La Justicia bonaerense sumó un nuevo foco de tensión. La Asociación de Fiscales reclamó al Consejo de la Magistratura de la provincia de Buenos Aires mayores niveles de transparencia en los concursos destinados a cubrir cargos de jueces, fiscales y defensores.
El planteo apunta especialmente a la corrección de los exámenes. Según advirtieron desde la entidad, los postulantes pueden acceder a sus evaluaciones corregidas, pero no cuentan con una guía académica pública que permita comparar sus respuestas con el criterio considerado correcto por los evaluadores.
En los hechos, quienes participan de un concurso conocen la nota obtenida, pero no necesariamente los fundamentos concretos que explican esa calificación.
“Lo que estamos pidiendo es una herramienta de transparencia para el futuro. Que existan pautas objetivas y públicas que permitan comprender cómo se arriba a cada calificación”, señalaron fuentes judiciales.
Desde la Asociación de Fiscales remarcaron que el cuestionamiento no está dirigido a la complejidad de los exámenes ni a la modalidad de evaluación, sino a la falta de criterios públicos para saber cómo fueron corregidos.
El reclamo plantea que, una vez finalizada la prueba, debería difundirse una resolución modelo o una guía de corrección que permita conocer cuál era el enfoque esperado por el comité académico.
El punto es especialmente sensible porque muchos exámenes consisten en la resolución de casos prácticos complejos, donde pueden coexistir distintas interpretaciones jurídicas razonables.
“Uno puede interpretar que corresponde un homicidio criminis causa o un homicidio en ocasión de robo. Son discusiones complejas que involucran doctrina, jurisprudencia y garantías constitucionales. Pero si no conocemos cuál era el enfoque esperado por el comité académico, es muy difícil entender después una calificación”, explicaron.
La preocupación creció luego de que en distintos concursos quedaran desaprobados funcionarios judiciales de extensa trayectoria, profesores universitarios, autores de libros jurídicos y especialistas reconocidos en distintas ramas del Derecho.

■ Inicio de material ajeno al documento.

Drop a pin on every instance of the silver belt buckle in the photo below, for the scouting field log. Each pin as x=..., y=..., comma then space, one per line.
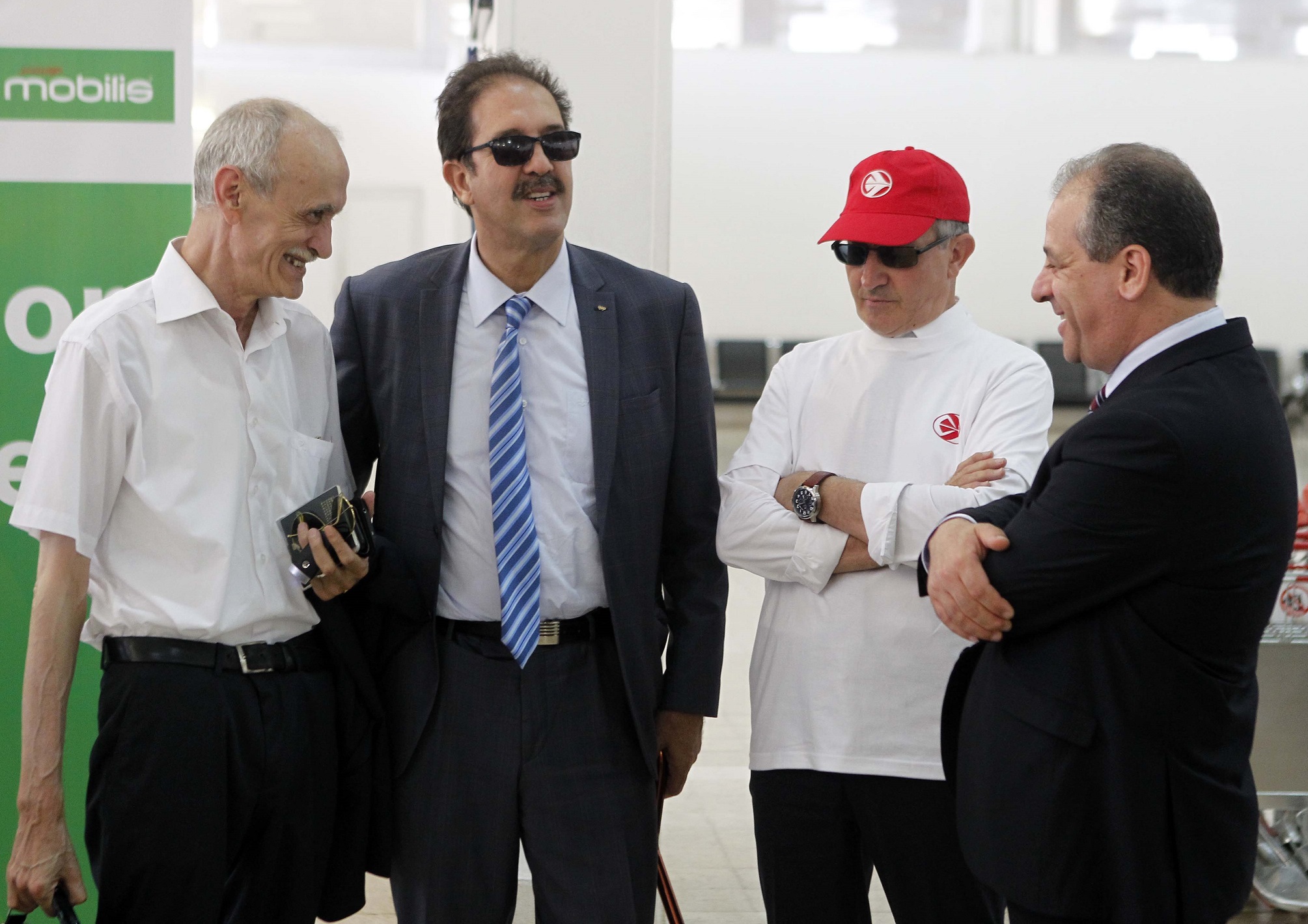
x=245, y=665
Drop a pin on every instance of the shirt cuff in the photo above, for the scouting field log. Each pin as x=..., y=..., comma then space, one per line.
x=926, y=546
x=880, y=504
x=818, y=550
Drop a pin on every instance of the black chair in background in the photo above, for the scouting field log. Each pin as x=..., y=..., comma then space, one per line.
x=742, y=369
x=1069, y=377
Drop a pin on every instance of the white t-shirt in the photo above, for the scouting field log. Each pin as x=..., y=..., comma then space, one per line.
x=849, y=671
x=168, y=451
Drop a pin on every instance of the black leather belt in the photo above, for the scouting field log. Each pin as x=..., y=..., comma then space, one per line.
x=594, y=624
x=304, y=652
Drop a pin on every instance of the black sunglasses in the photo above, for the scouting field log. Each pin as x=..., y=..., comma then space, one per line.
x=517, y=150
x=853, y=253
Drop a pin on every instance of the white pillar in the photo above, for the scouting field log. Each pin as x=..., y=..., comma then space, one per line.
x=615, y=59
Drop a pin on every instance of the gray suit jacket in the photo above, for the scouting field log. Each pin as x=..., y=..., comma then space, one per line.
x=656, y=469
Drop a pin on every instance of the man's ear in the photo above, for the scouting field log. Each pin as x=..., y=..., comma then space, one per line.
x=1135, y=266
x=229, y=190
x=457, y=176
x=960, y=250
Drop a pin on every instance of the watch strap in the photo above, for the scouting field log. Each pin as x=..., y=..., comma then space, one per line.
x=818, y=478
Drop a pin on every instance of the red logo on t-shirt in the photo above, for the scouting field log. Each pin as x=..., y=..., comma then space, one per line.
x=947, y=427
x=1294, y=602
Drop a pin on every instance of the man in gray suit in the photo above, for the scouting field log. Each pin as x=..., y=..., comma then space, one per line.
x=542, y=422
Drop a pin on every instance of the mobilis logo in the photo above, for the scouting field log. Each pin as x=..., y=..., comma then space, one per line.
x=111, y=88
x=87, y=84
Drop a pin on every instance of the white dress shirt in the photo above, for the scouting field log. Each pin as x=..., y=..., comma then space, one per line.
x=849, y=671
x=1165, y=339
x=168, y=451
x=560, y=455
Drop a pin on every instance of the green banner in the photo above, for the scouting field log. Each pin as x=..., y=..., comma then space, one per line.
x=87, y=84
x=64, y=246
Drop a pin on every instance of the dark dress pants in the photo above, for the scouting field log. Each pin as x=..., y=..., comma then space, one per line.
x=546, y=755
x=820, y=835
x=1023, y=916
x=212, y=795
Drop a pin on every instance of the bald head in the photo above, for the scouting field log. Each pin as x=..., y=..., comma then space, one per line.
x=255, y=137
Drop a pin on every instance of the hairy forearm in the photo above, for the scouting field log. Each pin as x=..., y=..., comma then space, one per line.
x=58, y=611
x=842, y=508
x=854, y=558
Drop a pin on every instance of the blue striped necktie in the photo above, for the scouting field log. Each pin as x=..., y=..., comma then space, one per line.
x=516, y=546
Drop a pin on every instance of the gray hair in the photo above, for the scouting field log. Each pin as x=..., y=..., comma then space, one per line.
x=1148, y=197
x=246, y=135
x=946, y=228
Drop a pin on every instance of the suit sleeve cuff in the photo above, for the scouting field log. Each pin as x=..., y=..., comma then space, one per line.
x=880, y=505
x=926, y=546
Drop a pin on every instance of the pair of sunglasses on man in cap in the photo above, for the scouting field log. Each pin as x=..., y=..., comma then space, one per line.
x=894, y=199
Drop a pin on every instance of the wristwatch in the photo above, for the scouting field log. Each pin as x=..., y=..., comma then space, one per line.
x=807, y=497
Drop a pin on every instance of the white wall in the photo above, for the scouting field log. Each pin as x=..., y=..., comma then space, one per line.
x=617, y=62
x=763, y=143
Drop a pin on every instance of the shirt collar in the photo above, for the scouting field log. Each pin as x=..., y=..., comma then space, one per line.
x=181, y=294
x=552, y=292
x=1165, y=339
x=178, y=292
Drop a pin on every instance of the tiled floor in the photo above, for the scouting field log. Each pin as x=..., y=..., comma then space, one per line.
x=708, y=835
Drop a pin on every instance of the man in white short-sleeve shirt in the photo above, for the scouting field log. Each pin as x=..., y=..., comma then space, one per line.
x=858, y=447
x=184, y=418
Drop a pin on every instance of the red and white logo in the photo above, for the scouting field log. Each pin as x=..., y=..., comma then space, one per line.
x=947, y=427
x=1294, y=601
x=877, y=184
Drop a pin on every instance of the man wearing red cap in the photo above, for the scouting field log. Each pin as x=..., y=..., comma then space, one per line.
x=919, y=413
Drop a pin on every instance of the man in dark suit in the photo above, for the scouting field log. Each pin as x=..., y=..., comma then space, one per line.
x=542, y=422
x=1103, y=741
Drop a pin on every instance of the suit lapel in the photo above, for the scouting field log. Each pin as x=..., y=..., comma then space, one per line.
x=439, y=316
x=1226, y=339
x=597, y=316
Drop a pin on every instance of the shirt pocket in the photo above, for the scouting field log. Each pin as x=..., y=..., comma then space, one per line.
x=578, y=447
x=309, y=458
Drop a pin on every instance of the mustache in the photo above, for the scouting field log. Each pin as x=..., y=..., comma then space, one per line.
x=530, y=185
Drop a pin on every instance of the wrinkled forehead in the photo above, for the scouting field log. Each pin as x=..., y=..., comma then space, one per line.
x=512, y=105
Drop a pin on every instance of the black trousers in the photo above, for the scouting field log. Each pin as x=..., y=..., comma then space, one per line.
x=820, y=835
x=1023, y=916
x=546, y=755
x=211, y=796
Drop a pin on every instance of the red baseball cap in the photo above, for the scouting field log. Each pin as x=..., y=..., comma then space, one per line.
x=897, y=195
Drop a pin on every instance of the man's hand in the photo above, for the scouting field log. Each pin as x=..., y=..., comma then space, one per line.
x=679, y=736
x=977, y=470
x=42, y=851
x=42, y=858
x=335, y=579
x=960, y=591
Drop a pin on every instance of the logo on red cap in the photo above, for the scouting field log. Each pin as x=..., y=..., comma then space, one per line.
x=877, y=184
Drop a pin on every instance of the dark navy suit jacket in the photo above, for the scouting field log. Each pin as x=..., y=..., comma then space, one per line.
x=1103, y=745
x=656, y=471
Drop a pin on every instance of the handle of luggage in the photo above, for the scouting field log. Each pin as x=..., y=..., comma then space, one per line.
x=64, y=912
x=665, y=885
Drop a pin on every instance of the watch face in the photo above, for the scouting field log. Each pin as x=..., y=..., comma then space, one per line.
x=805, y=503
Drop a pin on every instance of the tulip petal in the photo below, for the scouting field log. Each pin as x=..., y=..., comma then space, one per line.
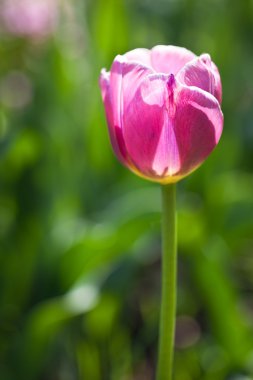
x=198, y=123
x=170, y=59
x=139, y=55
x=115, y=137
x=200, y=73
x=148, y=131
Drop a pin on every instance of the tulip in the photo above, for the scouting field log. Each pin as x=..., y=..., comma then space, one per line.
x=163, y=111
x=164, y=118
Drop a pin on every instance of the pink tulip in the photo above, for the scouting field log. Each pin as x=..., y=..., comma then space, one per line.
x=163, y=110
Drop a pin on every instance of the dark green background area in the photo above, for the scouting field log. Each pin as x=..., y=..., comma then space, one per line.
x=80, y=235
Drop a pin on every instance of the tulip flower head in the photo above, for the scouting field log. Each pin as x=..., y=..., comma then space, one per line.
x=163, y=111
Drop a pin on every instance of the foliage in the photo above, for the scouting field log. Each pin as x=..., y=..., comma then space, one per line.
x=79, y=234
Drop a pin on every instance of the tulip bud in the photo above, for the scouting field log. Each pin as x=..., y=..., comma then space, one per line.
x=163, y=111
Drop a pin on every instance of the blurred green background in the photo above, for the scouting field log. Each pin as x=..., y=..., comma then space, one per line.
x=80, y=235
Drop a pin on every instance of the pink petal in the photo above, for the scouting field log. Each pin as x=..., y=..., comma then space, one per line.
x=148, y=131
x=139, y=55
x=199, y=72
x=115, y=136
x=170, y=59
x=121, y=83
x=198, y=124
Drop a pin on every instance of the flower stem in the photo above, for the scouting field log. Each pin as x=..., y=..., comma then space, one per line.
x=169, y=283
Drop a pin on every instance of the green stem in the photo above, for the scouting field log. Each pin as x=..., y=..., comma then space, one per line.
x=169, y=283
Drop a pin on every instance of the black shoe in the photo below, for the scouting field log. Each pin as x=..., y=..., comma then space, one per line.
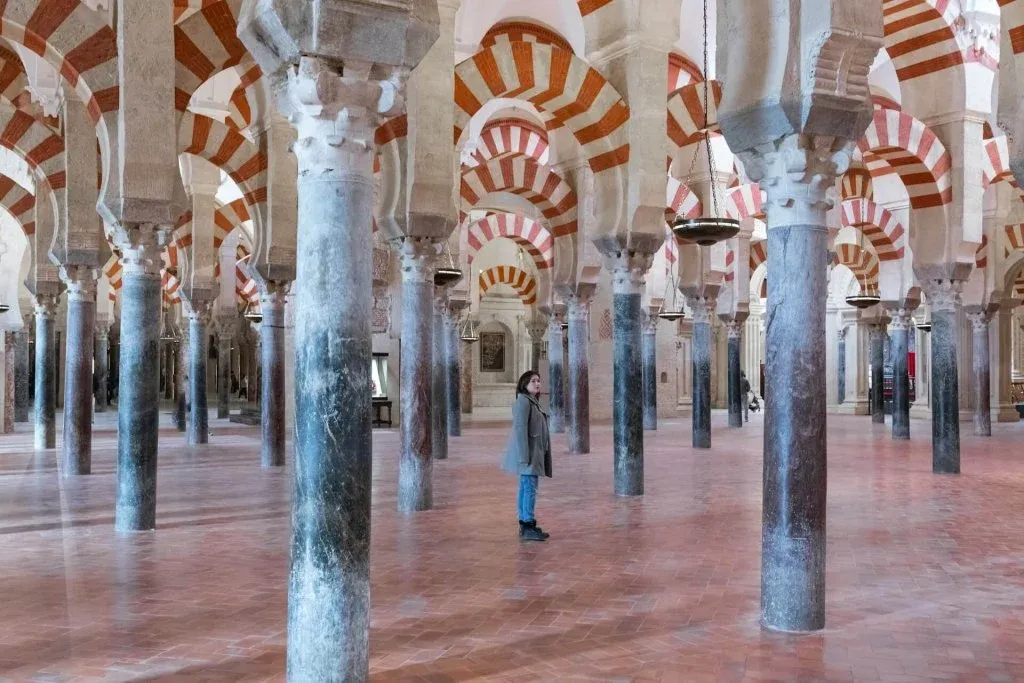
x=530, y=531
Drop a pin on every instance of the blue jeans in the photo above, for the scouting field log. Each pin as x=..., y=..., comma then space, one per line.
x=527, y=497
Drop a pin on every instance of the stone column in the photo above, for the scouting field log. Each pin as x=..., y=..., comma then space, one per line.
x=199, y=414
x=878, y=337
x=416, y=458
x=704, y=308
x=438, y=432
x=980, y=318
x=628, y=269
x=22, y=375
x=46, y=388
x=78, y=373
x=556, y=407
x=902, y=324
x=224, y=369
x=649, y=353
x=272, y=396
x=101, y=354
x=841, y=364
x=736, y=398
x=9, y=353
x=943, y=297
x=578, y=313
x=138, y=392
x=453, y=364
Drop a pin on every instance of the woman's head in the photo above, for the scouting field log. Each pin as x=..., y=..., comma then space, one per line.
x=529, y=383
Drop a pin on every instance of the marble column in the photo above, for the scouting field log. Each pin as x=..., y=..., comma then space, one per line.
x=22, y=363
x=224, y=371
x=649, y=353
x=77, y=446
x=841, y=364
x=943, y=297
x=138, y=392
x=272, y=394
x=702, y=308
x=9, y=353
x=578, y=314
x=556, y=407
x=453, y=364
x=46, y=387
x=982, y=371
x=878, y=340
x=438, y=433
x=416, y=457
x=736, y=397
x=101, y=365
x=628, y=271
x=902, y=325
x=199, y=415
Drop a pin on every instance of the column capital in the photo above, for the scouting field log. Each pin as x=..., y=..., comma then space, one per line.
x=796, y=171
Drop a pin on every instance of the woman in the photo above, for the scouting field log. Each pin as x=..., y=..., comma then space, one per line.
x=528, y=452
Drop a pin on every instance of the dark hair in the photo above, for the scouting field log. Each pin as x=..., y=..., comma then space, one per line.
x=520, y=386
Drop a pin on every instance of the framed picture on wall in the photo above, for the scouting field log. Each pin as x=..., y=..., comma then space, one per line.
x=492, y=351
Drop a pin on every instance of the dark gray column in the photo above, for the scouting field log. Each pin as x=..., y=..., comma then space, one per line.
x=438, y=432
x=78, y=376
x=453, y=364
x=138, y=391
x=902, y=324
x=735, y=391
x=224, y=369
x=46, y=387
x=981, y=366
x=628, y=271
x=272, y=393
x=10, y=344
x=579, y=372
x=329, y=583
x=944, y=299
x=878, y=340
x=704, y=309
x=22, y=363
x=649, y=360
x=416, y=457
x=841, y=365
x=199, y=414
x=556, y=407
x=100, y=354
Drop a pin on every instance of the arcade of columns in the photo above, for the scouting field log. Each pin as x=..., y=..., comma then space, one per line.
x=292, y=164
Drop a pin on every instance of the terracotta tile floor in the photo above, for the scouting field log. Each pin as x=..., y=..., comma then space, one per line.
x=926, y=573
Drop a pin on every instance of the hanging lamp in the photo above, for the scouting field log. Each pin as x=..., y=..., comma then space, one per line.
x=446, y=274
x=706, y=230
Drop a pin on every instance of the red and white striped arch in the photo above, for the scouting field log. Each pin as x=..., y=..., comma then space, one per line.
x=511, y=137
x=564, y=88
x=862, y=262
x=745, y=201
x=532, y=236
x=856, y=184
x=19, y=203
x=896, y=142
x=687, y=113
x=539, y=184
x=881, y=227
x=523, y=32
x=520, y=281
x=681, y=201
x=682, y=72
x=920, y=37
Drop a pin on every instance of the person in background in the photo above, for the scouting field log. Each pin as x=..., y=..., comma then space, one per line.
x=528, y=452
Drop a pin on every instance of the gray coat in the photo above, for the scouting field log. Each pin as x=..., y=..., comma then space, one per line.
x=528, y=450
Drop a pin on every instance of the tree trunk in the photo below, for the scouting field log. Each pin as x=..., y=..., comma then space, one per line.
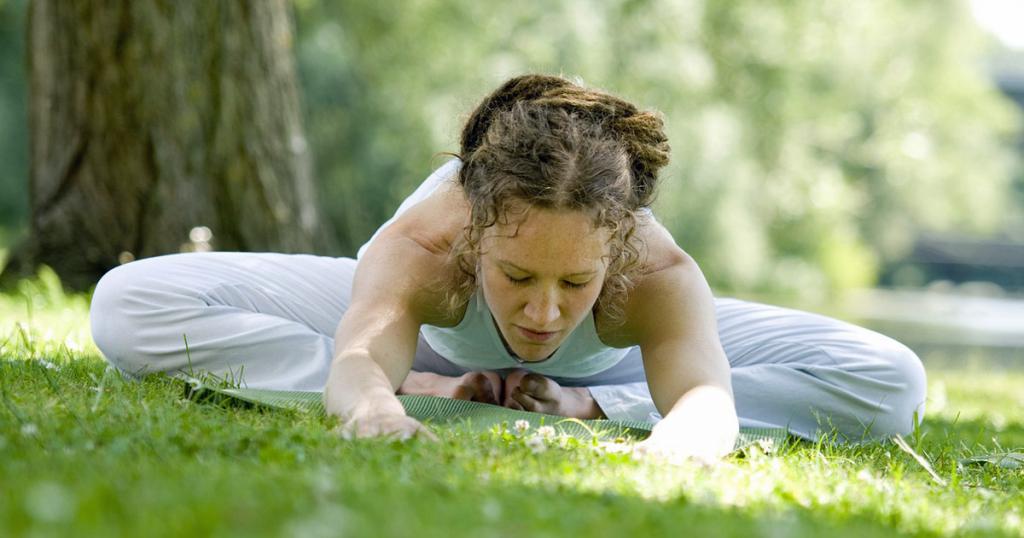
x=153, y=118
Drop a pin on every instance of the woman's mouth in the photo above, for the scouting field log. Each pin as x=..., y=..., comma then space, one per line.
x=536, y=336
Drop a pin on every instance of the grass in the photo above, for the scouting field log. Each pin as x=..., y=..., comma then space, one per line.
x=84, y=452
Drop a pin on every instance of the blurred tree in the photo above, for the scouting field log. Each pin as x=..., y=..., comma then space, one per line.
x=150, y=119
x=812, y=139
x=13, y=121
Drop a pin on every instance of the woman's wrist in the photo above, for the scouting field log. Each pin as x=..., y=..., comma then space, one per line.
x=357, y=388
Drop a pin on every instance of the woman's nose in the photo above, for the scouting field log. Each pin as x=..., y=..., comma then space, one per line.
x=542, y=309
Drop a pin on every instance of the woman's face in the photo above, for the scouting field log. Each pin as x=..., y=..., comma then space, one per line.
x=541, y=274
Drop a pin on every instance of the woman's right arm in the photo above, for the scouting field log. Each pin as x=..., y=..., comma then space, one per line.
x=376, y=340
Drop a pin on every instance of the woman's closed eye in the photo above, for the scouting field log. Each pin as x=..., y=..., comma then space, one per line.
x=525, y=281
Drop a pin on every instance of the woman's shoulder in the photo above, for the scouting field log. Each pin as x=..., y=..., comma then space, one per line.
x=666, y=270
x=436, y=221
x=419, y=243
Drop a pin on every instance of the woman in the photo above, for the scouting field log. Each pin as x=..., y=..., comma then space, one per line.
x=529, y=272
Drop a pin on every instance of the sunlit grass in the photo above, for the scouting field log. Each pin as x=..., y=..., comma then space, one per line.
x=84, y=452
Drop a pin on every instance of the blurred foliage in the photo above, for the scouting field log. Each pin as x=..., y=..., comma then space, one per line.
x=812, y=138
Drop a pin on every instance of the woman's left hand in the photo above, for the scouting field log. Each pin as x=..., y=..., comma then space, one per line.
x=529, y=391
x=702, y=428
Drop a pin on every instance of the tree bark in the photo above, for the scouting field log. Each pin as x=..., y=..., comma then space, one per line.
x=151, y=118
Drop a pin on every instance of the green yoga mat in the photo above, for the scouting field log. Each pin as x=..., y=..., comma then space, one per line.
x=476, y=416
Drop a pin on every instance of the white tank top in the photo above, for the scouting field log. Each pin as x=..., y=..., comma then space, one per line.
x=475, y=342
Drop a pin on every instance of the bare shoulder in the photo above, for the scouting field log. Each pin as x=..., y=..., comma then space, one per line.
x=408, y=264
x=671, y=289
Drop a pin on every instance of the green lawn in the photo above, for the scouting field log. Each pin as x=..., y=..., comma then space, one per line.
x=84, y=453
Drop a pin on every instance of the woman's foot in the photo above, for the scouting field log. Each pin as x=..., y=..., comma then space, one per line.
x=529, y=391
x=482, y=386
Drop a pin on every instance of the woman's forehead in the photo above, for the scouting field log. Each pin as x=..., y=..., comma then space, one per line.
x=555, y=240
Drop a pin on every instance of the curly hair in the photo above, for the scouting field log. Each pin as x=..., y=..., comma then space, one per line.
x=548, y=142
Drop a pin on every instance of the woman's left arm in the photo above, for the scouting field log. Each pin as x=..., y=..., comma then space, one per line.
x=671, y=315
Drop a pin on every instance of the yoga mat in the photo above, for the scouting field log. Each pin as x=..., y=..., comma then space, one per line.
x=476, y=416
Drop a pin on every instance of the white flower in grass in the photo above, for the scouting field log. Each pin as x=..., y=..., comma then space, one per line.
x=766, y=445
x=546, y=431
x=536, y=445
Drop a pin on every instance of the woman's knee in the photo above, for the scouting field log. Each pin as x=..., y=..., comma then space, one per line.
x=903, y=406
x=126, y=307
x=112, y=330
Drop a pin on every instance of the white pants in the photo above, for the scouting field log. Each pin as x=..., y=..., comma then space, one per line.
x=268, y=321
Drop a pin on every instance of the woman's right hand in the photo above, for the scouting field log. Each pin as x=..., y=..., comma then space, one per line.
x=387, y=425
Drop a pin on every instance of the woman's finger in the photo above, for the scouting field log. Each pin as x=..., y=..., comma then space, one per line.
x=527, y=402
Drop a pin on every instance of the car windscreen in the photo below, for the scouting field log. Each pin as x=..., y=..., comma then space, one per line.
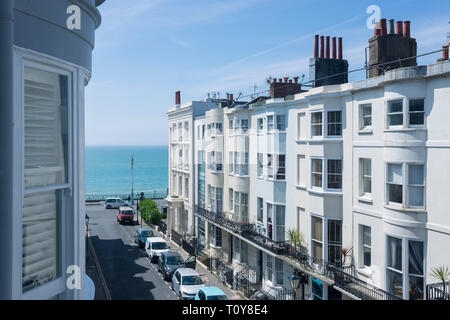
x=221, y=297
x=192, y=280
x=146, y=233
x=159, y=245
x=175, y=260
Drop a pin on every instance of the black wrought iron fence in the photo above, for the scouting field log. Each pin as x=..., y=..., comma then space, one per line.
x=177, y=238
x=438, y=291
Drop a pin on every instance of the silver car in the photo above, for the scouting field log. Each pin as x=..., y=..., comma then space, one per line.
x=186, y=282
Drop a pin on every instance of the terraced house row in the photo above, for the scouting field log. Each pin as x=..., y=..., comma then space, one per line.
x=343, y=183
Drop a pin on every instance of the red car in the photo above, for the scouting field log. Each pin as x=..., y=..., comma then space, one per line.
x=125, y=214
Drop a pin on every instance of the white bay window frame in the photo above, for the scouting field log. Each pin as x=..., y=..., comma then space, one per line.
x=72, y=221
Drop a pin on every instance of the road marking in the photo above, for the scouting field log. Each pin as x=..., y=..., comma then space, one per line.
x=100, y=272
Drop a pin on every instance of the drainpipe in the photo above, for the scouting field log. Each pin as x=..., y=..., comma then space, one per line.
x=6, y=147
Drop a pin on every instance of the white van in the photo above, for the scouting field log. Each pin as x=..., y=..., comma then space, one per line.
x=115, y=203
x=154, y=246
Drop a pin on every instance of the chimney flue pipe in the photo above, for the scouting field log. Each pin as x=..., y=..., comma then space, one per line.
x=322, y=46
x=391, y=26
x=383, y=27
x=407, y=29
x=399, y=26
x=316, y=46
x=327, y=48
x=333, y=51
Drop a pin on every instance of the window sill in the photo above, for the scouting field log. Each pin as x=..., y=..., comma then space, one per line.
x=402, y=129
x=365, y=199
x=402, y=209
x=365, y=271
x=365, y=131
x=325, y=192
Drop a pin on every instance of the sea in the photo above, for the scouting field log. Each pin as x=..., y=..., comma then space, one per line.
x=108, y=169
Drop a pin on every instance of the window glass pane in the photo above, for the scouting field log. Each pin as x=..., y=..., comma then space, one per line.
x=41, y=238
x=394, y=253
x=45, y=128
x=416, y=258
x=416, y=174
x=394, y=283
x=395, y=173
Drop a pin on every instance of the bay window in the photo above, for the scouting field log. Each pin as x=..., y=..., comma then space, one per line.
x=316, y=173
x=334, y=173
x=417, y=112
x=46, y=202
x=365, y=177
x=395, y=113
x=316, y=124
x=334, y=123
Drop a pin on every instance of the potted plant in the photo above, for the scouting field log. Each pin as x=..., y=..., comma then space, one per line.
x=442, y=274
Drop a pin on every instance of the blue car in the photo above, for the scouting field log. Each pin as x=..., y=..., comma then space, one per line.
x=210, y=293
x=141, y=236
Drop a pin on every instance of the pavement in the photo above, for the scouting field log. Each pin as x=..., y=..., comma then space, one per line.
x=119, y=268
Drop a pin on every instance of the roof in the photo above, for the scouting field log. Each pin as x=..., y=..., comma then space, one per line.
x=187, y=272
x=213, y=291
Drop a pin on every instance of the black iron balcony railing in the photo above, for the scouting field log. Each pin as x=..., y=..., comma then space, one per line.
x=219, y=218
x=358, y=287
x=438, y=291
x=249, y=232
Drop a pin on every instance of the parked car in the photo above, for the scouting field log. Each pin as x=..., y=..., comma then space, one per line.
x=114, y=203
x=125, y=214
x=171, y=260
x=186, y=282
x=141, y=235
x=210, y=293
x=154, y=246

“No se trata de cuestionar una nota porque sí. Se trata de conocer cuáles fueron los fundamentos académicos de esa evaluación. La transparencia evita susceptibilidades y fortalece la confianza en los concursos”, sostuvieron.
El planteo fue dirigido a Daniel Soria, actual presidente del Consejo de la Magistratura bonaerense y vicepresidente de la Suprema Corte de Justicia provincial.
La discusión no es menor. El Consejo es el organismo encargado de organizar concursos, evaluar antecedentes, tomar exámenes y confeccionar las ternas de candidatos que luego son remitidas al Poder Ejecutivo. A partir de allí, el gobernador elige un postulante y envía el pliego al Senado para su aprobación.
Por eso, el debate sobre la corrección de exámenes trasciende lo técnico y se convierte en una cuestión institucional de peso: de esos concursos depende quiénes ocuparán cargos clave en la Justicia bonaerense durante los próximos años.
El reclamo se produce además en un contexto crítico para el Poder Judicial provincial. Semanas atrás, el presidente de la Suprema Corte, Sergio Torres, advirtió que existen más de 200 vacantes pendientes de cobertura en distintos fueros y departamentos judiciales.
La situación también alcanza al máximo tribunal bonaerense, que funciona con sólo tres de los siete ministros previstos por ley. Esa falta de cobertura impacta en la demora de expedientes, la sobrecarga de trabajo y el aumento de subrogancias.
En paralelo, fiscales, magistrados, defensores y trabajadores judiciales vienen planteando reclamos salariales, falta de recursos, deterioro de infraestructura y necesidad de reformas estructurales.
En ese escenario, la Asociación de Fiscales busca instalar un punto central: que los concursos para cubrir vacantes se desarrollen con reglas claras, criterios objetivos y mecanismos verificables.
La discusión, en definitiva, no se limita a una corrección de examen. Lo que está en juego es la credibilidad del sistema que define quiénes serán los futuros jueces, fiscales y defensores de la provincia de Buenos Aires.